Tu es mignon mais c’est un peu leur Business donc leur intérêt. Attention aux biais des études. Mais convenons du fait que c’est la logique même. Il y aura, de fait, de plus en plus de contenus générés par l’IA sur le web.
Donc parmi les données sur lesquelles l’IA s’entraîne. Le serpent de mer se nourrit de la mer et la mer se pollue un peu. Cette mer désormais un peu polluée nourrit à son tour le serpent qui rejette à nouveau dedans, la polluant encore un peu plus. Le cycle infernal est enclenché.
C’est une boucle de rétroaction c’est-à-dire quand un processus a un effet qui joue aussi le rôle de cause sur sa propre origine, alors la succession forme une boucle.
On commence par une jolie mer foisonnante, royaume de la diversité, puis, progressivement, à force de rejeter dedans des contenus par définition plus normalisés, standardisés, potentiellement faux, la diversité s’amenuise jusqu’à disparaître.
En poussant le scénario du kriegsspiel jusqu’au bout, il n’y aura plus de diversité du tout et il sera impossible d’apprécier la qualité de l’eau. Le processus d’apprentissage reposant sur des jeux de données, c’est en fait celui d’une dilution progressive. À la fin la mer est sèche.
Pour caricaturer à l’extrême, à la fin en effet il n’y aurait plus qu’un contenu normalisé unique dont on ne se sait rien de la validité. Un écran noir.
Parions que les génies de l’IA trouveront des moyens pour éviter de scier la branche sur laquelle ce qu’ils inventent est assise pour que l’IA générative ne meurt pas d’auto-pollution.
Cela pose aussi une autre question. Pendant combien de temps les êtres humains qui nourrissent le web de contenus de qualité accepteront d’être ainsi pillés et noyés dans une mer polluée ?
Parce qu’on peut aussi imaginer une autre hypothèse. Quand ils en auront ras le bol, ce qu’ils donnaient gratuitement en accès libre, peut-être continueront-ils à le donner gratuitement mais en accès réservé, pour fermer la porte à l’IA.
Internet, non pas en tant qu’objet technique, mais dans la forme et l’esprit qu’on lui prêtait et qu’on espérait à ses débuts, est-il alors en train de mourir ? On pose la question.

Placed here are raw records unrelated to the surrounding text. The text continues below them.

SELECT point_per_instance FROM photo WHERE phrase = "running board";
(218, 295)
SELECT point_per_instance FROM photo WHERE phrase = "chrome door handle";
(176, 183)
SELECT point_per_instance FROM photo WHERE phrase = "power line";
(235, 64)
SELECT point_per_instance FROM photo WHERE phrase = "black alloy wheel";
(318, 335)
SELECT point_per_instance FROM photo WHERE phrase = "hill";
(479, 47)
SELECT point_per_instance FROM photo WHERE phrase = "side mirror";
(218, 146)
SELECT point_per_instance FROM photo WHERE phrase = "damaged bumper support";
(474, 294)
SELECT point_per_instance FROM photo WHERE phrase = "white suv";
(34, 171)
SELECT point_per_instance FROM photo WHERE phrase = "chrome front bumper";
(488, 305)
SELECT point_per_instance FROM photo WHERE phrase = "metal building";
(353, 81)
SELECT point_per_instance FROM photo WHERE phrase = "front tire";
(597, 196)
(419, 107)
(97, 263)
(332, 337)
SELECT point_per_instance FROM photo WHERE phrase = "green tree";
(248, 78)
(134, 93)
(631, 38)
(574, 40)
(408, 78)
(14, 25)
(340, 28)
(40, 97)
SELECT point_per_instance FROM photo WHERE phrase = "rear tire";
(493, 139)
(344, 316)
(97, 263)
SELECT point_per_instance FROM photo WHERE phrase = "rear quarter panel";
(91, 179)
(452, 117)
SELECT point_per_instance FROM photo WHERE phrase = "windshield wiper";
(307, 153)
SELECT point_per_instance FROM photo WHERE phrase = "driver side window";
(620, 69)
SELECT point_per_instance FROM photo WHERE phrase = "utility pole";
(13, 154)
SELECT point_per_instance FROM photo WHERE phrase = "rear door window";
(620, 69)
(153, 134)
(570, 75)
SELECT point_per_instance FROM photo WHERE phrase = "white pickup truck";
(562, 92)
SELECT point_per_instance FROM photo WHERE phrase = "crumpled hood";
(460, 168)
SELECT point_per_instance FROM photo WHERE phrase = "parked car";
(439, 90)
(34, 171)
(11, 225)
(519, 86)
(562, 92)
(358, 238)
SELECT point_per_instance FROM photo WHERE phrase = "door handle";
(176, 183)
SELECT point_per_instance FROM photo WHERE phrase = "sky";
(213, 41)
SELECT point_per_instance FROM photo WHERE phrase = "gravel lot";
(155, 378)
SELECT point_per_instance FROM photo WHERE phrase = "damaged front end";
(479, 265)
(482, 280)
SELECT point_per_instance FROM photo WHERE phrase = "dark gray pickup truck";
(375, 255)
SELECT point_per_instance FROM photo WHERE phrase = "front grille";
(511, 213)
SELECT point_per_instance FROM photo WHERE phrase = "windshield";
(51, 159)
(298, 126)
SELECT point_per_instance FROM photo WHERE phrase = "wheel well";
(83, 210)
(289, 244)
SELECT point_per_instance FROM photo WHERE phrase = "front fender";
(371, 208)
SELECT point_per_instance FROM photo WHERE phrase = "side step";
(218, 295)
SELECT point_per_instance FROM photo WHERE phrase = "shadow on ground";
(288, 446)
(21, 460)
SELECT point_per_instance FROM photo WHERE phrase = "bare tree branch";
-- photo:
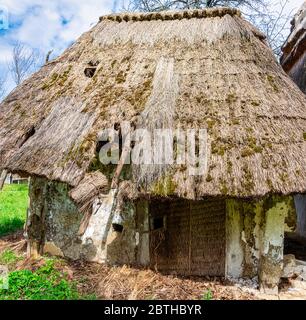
(262, 13)
(2, 86)
(25, 61)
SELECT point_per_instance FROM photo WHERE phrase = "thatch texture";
(221, 76)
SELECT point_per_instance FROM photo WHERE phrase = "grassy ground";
(13, 208)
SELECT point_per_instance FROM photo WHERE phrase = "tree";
(2, 86)
(24, 61)
(270, 17)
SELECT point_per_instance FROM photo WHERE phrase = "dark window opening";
(90, 72)
(30, 133)
(117, 227)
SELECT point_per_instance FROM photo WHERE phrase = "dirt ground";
(125, 283)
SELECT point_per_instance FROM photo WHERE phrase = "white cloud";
(48, 25)
(39, 23)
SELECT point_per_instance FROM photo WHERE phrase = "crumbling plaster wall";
(53, 227)
(300, 203)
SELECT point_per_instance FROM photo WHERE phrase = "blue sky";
(46, 24)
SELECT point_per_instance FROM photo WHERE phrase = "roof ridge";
(172, 15)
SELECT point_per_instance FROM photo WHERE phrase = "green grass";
(46, 283)
(13, 208)
(9, 258)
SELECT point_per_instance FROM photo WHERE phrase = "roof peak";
(172, 15)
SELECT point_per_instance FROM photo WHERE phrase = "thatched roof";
(196, 69)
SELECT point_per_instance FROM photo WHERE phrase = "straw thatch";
(210, 68)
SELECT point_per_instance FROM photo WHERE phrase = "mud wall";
(300, 203)
(255, 239)
(53, 227)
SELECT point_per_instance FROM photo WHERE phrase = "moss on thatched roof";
(218, 73)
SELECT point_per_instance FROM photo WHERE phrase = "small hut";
(196, 69)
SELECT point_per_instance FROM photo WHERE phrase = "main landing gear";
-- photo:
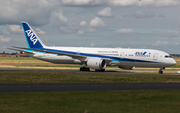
(160, 70)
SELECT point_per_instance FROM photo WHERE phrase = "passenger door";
(155, 56)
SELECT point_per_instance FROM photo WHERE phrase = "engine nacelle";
(127, 67)
(96, 63)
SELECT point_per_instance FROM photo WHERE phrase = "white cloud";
(82, 2)
(176, 43)
(83, 23)
(158, 31)
(92, 44)
(40, 32)
(15, 29)
(174, 33)
(140, 14)
(161, 16)
(138, 3)
(97, 22)
(35, 12)
(92, 29)
(2, 39)
(105, 12)
(65, 29)
(80, 32)
(159, 43)
(125, 31)
(60, 16)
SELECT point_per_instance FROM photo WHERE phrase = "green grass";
(156, 101)
(83, 77)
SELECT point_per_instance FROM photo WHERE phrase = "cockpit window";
(167, 56)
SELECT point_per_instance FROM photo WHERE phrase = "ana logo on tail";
(32, 36)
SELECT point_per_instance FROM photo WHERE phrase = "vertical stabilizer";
(33, 40)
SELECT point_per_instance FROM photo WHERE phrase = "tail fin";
(32, 39)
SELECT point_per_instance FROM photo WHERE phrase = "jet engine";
(127, 67)
(96, 63)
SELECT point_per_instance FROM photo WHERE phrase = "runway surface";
(5, 88)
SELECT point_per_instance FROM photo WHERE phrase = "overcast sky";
(148, 24)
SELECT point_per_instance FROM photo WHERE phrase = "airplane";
(94, 58)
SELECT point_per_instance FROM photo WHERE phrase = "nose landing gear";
(160, 70)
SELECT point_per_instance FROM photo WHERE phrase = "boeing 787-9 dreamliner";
(94, 58)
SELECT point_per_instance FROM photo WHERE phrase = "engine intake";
(96, 63)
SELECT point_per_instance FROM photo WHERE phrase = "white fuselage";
(118, 56)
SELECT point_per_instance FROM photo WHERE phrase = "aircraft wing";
(73, 55)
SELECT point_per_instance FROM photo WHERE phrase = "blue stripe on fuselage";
(94, 55)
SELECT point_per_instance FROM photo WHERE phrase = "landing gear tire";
(102, 70)
(160, 72)
(84, 69)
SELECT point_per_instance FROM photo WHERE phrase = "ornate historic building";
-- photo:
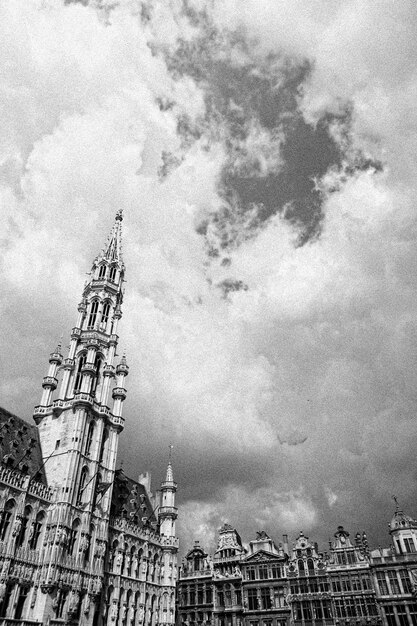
(270, 585)
(80, 542)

En résumé, l’IA générative s’entraîne avec des données sur Internet qu’elle contribue à nourrir de contenus qu’elle génère elle-même. Cette boucle de rétroaction peut théoriquement conduire à ce qu’elle s’assèche par auto-pollution si l’on ne trouve pas de moyens de la nourrir autrement.
J’ai bon chef ?
Oui tu as bon mais on ne va pas en faire toute une histoire.